There is no difference between local and international projects.


Standard forms of contracts

6. What standard forms of contracts are used for both local and international projects? Which organisations publish them?

Local projects

Public construction projects. A standard form contract prepared and published by the advisory board established under the Construction Industry Act (Chuo Kensetsugyo Shingikai is used for traditional public construction projects.

For private finance initiative projects and public private partnerships, the Prime Minister's Cabinet Office published a form for use in simple build-transfer-operate projects, which is a category of projects under the Private Finance Initiative Act. However, this form has not been widely accepted, as many more suitable forms already existed, which are available on the websites of the relevant public entities.

Private construction projects. In traditional private projects, the standard form contract prepared and published jointly by seven major architect associations and construction company associations (Kyu-Shikai Rengou Yakkan) is typically used. No particular form is used when project finance and real estate finance are used, but there are various precedents and sample contracts available.

International projects

Public construction projects. There is no difference between local and international projects (see above, Local projects).

Private construction projects. In international projects, the standard form contract prepared and published jointly by seven major architect associations and construction company associations (Kyu-Shikai Rengou Yakkan) is typically used. However, depending on the bargaining power of the parties, the parties can use the forms prepared by:

  • The International Federation of Consulting Engineers (FIDIC).

  • The Engineering Advancement Association of Japan (ENAA).

  • The American Institute of Architects (AIA).

  • Any other organisations.


Contractual issues

Contractors' risks

7. What risks are typically allocated to the contractor? How are these risks offset or managed?

Price escalation, including labour cost escalation, is a risk typically allocated to the contractor. The exceptions that are typically agreed in the construction contract are that:

  • Any price escalation (including labour cost escalation) after one year has passed from the date of execution of the construction contract is allocated to the owner.

  • The risk arising from dramatic changes of economic condition is allocated to the owner.

Risks relating to ground conditions are usually borne by the owner, unless the condition could have been discovered through an investigation to be conducted by the contractor at the pre- or early construction stage.
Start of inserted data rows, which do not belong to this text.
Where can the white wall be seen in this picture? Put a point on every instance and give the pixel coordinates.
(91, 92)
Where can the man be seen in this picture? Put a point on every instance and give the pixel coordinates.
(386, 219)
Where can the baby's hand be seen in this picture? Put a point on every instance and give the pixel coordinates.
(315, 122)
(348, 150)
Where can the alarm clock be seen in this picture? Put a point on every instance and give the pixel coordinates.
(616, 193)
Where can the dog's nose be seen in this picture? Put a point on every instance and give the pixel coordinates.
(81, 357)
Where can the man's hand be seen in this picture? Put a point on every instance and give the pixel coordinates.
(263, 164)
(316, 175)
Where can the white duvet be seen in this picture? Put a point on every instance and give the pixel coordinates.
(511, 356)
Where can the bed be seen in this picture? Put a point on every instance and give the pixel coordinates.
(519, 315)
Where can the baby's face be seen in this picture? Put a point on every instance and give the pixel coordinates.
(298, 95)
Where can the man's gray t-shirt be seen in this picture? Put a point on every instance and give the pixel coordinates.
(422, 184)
The owner usually bears the risk of force majeure events, provided that this is reasonable. However, in public projects, the contractor usually assumes responsibility for 1% of damages and increased costs.

In the case of private finance initiative and public private partnerships, the contract usually provides for a much more detailed allocation of risk, as it usually includes provisions relating to the operation/maintenance of the project for more than 15 years.

There is no difference between local and international projects.

Excluding liability

8. How can liability be excluded or restricted under local law?

While it is possible to exclude liability for consequential loss and/or loss of profit, liability for these is not typically excluded. Under the Japanese Civil Code, the general rule is that only damages that can reasonably arise from a breach must be compensated by the party in breach, which may act as a limitation of liability.

Additionally, it is common to establish different defect liability periods for defects caused by gross negligence/wilful misconduct and those arising from other causes.

Caps on liability

9. Do the parties usually agree to a cap on liability? If yes, how is this usually fixed? What liabilities, if any, are typically not capped?

Except for liquidated damages clauses covering delays in completing the work (see Question 11), it is not usual to agree on a cap of liability, although it is legally permitted.

Force majeure

10. Are force majeure exclusions available and enforceable?

Force majeure clauses are enforceable and quite common. The owner generally bears the risk of force majeure events. However, in public construction projects, it is common for the contractor to assume the risk of 1% of the damages and increased costs.

In typical construction contracts, the definition of force majeure tends to be limited to natural disasters. In contracts used in project finance, the scope of force majeure events is commonly wider, and covers any event that cannot be predicted nor avoided.

Material delays

11. What contractual provisions are typically negotiated to cover material delays to the project?

The parties typically negotiate a liquidated damages clause to cover material delays, under which the contractor must compensate for damages up to a maximum of a fixed percentage of the contract price. Usually, the owner can terminate the construction contract if the contractor fails to attempt to cure the delay within a reasonable period. The construction contract usually allows the contractor to propose changes to the scheduled completion time if the delay is caused by the owner or by a force majeure event.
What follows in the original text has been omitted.